People said Driss’s father owned a Rolls Royce. She carved his name into the wood of the desks at school with the tip of her biro. At home, staring out of the window, she didn’t see the laundry swaying or the boys sniffing glue. She saw, for the thousandth time, the movement of Driss’s stubby legs as he climbed onto his motorbike. Richer than them all, as rich as the king; while she, instead of a helmet, placed a crown on her curly hair, a queen’s crown, as rich as the queen.

3

The good thing about living next to the Carrières Centrales bidonville, rather than actually in it, was that you were a step closer to the west, to Anfa Supérieur, and so to America. Even if the gap spanned no more than the width of a fence, at least you were outside the slum, so it was like you’d almost escaped already. When Sarah saw Abdellah coming back from town lugging fifteen litres of water in plastic canisters bigger than he was, she rushed into the little kitchen, washed one of the two glasses and filled it with tap water.
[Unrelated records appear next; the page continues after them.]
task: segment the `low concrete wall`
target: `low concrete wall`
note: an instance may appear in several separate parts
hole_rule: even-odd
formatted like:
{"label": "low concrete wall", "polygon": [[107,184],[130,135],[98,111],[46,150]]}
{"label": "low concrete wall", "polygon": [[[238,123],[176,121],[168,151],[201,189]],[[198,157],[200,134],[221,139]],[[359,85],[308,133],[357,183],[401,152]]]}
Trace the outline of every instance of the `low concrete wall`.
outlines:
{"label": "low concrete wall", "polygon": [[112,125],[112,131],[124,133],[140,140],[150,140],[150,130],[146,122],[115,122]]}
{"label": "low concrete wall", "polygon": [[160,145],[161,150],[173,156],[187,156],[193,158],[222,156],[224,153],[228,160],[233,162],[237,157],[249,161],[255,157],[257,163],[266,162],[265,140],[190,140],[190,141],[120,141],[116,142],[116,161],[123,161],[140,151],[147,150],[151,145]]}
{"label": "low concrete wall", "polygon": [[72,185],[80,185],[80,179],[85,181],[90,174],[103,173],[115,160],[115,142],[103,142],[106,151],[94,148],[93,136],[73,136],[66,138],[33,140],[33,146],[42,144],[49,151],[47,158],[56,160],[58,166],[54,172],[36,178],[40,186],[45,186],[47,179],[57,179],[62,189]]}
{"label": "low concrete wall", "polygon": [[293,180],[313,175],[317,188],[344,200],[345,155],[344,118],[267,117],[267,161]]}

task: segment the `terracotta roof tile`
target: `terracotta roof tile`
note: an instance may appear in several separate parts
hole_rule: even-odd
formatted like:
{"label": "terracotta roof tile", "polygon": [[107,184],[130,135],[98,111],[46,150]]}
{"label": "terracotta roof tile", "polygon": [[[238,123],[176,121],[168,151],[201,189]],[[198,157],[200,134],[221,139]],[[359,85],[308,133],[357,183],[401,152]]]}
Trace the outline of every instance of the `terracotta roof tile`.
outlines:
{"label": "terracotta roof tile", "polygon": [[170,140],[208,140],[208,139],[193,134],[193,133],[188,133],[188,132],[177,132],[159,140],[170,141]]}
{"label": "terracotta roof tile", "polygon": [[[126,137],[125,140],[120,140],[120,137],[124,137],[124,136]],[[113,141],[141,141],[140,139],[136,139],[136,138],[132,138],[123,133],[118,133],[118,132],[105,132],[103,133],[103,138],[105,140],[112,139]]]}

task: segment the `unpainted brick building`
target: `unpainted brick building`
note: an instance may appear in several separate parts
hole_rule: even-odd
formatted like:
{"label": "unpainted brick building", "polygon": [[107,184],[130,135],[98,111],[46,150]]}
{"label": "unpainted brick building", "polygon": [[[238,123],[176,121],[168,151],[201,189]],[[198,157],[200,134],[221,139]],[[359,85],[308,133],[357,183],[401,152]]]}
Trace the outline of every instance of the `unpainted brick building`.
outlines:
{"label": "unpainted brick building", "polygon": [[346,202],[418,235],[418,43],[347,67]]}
Then she went back outside and sat down nonchalantly on the front step, legs crossed, eyes closed, glass of water in hand, pretending to sunbathe. Abdellah was approaching the wire mesh fence now, panting, dragging the water canisters behind him, and when she heard him Sarah opened her eyes and mouth at the same time in her prettiest exclamation of surprise:

‘Oh, hi, Abdellah! It’s hot today, no?’ Then, tilting her head and fluttering her eyelashes, she gave him her broadest American smile and took a sip from her glass. ‘It’s hot today, no?’ was something actors said in the telenovelas that played on a loop at the pool café, and she thought it sounded cool. She’d stand front of the mirror in the girls’ toilets at school, repeating it with different intonations, sometimes in an English accent, and using the stained towel that everyone used to dry their hands, but no one ever washed, to wipe her forehead. Sometimes the other girls watched her, sniggering, but Sarah didn’t care. ‘It’s hot today, no, Abdellah?’ It wasn’t actually as hot as all that. Abdellah barely glanced at her through the fence as he dragged the canisters one by one to his door. Sarah carried on taking tiny sips from her glass. She waited till Abdellah had gone inside before spitting it out; no way was she really going to drink that foul water.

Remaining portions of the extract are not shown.